My Number One (Or Two) Fear – Allyson Bain’s Story, Restroom Access Act And Ally’s Law

Posted by Trish

Fears.  We all have them.  If someone were to ask you what yours was, would you know?  I would… Allyson Bain.  Heard of her?  I’m not afraid of her per se, I’m afraid of what happened to her.  She has lived through my number one, number two fear.  In 2004, at 14 years old she was denied use of an Old Navy restroom by employees despite explanation from her mother to the manager about medical issues and had an embarrassing accident in the middle of the store.  This is my worst fear.  It has never happened to me but it is the one that has influenced nearly every decision in my life for over a decade.

My mind runs much like the Crohn’s and Colitis Foundation commercials asking questions like, “what if I eat the wrong thing…what if I suddenly have to go…what if my abdominal pain and cramps end our night before it even starts…what if I can’t hide my symptoms…”.  While I don’t have Crohn’s or Colitis (yes, I was tested early on for those) my reaction to gluten is the same type of reaction as Ally’s issues.  At one point, I was going literally twenty times or more a day.  It was extremely painful, inconvenient and frustratingly life altering.  I was the girl that could leave class without the sought-after pass (and without even asking), the one who spent a couple periods a day in the nurse’s office including lunch or could even take a test in there if I was having a particularly rough day.  I had a special situation for the SAT and someone who would literally follow me to the bathroom when I took the ACT (talk about uncomfortable).  Over time, I developed countless habits and tricks to try to drive down the anxiety when venturing out of the house; it was nuts but it worked a bit.  I’ll tell you about some of those tactics later.

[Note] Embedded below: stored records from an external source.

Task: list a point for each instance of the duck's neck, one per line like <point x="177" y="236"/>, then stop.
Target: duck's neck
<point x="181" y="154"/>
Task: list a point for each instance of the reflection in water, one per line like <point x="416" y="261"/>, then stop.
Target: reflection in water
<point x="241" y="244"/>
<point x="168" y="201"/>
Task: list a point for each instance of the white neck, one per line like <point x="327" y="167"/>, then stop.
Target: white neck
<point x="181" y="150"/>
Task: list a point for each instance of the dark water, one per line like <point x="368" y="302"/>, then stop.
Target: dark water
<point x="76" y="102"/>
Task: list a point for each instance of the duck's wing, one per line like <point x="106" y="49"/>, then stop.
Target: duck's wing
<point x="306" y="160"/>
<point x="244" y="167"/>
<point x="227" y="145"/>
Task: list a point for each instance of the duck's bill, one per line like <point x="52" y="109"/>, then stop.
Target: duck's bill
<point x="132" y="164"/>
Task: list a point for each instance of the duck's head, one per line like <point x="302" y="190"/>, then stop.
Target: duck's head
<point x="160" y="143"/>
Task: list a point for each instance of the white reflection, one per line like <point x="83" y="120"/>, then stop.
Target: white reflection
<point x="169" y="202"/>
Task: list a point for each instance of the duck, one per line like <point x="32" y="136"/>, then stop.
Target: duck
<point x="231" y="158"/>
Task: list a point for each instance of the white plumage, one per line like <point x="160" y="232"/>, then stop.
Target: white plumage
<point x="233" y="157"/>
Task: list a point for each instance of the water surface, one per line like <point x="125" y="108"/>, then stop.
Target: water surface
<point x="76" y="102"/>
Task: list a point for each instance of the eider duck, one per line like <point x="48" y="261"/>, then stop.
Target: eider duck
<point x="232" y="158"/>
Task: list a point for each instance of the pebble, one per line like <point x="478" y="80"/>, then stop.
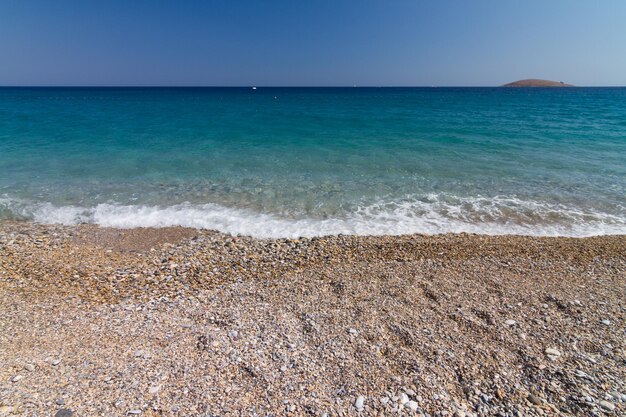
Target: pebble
<point x="552" y="353"/>
<point x="411" y="405"/>
<point x="534" y="399"/>
<point x="607" y="405"/>
<point x="359" y="403"/>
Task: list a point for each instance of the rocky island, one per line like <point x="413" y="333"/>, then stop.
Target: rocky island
<point x="532" y="82"/>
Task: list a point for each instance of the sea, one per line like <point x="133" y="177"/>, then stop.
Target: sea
<point x="291" y="162"/>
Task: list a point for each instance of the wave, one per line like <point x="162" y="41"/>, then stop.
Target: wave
<point x="432" y="214"/>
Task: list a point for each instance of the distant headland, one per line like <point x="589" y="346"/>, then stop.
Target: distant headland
<point x="537" y="83"/>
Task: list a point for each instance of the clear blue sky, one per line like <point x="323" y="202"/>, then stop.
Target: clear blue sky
<point x="315" y="42"/>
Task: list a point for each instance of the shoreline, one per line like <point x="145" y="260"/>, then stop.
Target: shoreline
<point x="177" y="321"/>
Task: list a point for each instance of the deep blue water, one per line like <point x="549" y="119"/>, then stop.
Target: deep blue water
<point x="311" y="161"/>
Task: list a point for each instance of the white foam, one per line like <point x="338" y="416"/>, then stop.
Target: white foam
<point x="434" y="214"/>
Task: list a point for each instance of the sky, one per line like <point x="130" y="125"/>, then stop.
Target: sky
<point x="311" y="43"/>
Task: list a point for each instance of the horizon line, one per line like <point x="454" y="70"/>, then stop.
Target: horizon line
<point x="299" y="86"/>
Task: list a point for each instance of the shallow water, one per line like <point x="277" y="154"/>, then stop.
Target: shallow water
<point x="277" y="162"/>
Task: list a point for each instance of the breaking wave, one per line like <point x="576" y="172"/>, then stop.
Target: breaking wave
<point x="432" y="214"/>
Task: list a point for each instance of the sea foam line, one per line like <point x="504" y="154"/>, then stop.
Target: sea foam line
<point x="431" y="215"/>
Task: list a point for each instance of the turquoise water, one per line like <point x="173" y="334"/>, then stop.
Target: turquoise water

Back to Ally.  Rather than trying to just get over it, Miss Bain made sure that her unpleasant incident could be more easily avoided in the future.  She helped write a bill that was unanimously passed in the Illinois House of Representatives and Senate and signed into law in 2005.  The Restroom Access Act or Ally’s Law requires that businesses must allow people with medical conditions or pregnancy to be permitted to use employee only restroom facilities.  There are a few requirements such as there has to be more than one employee working at the time for store safety reasons and you have to show medical proof like a note from a doctor or identification card (stipulations vary a bit from state to state).  It has been passed in at least 15 states including Illinois, Colorado, Connecticut, Kentucky, Maine, Maryland, Massachusetts, Michigan, Minnesota, Tennessee, Texas, Ohio, Oregon, Washington and Wisconsin.  I congratulate her and thank her for what all she has done and wish her continued success.

I realize that writing this leaves me open to mean and immature comments because so many jackasses exist anymore but I’m writing it anyway.  The thoughts and fears are quite real and not only for me.  I’ve already been exposed to plenty of nightmarish stories from celiac sufferers and gluten sensitive people who have had numerous “accidents” like Ally Bain.  But people like her talking and facing the uncomfortable topics, are what brought helpful laws like this into existence.  Now, there are also apps and websites to aid people in locating restrooms too.  You know why those exist?  Because some people need them.  Don’t make it worse by being mean as the urgent situation is rough enough.  Want to laugh or crack a joke?  Shit yourself and see how you feel.  Bet you won’t be laughing then.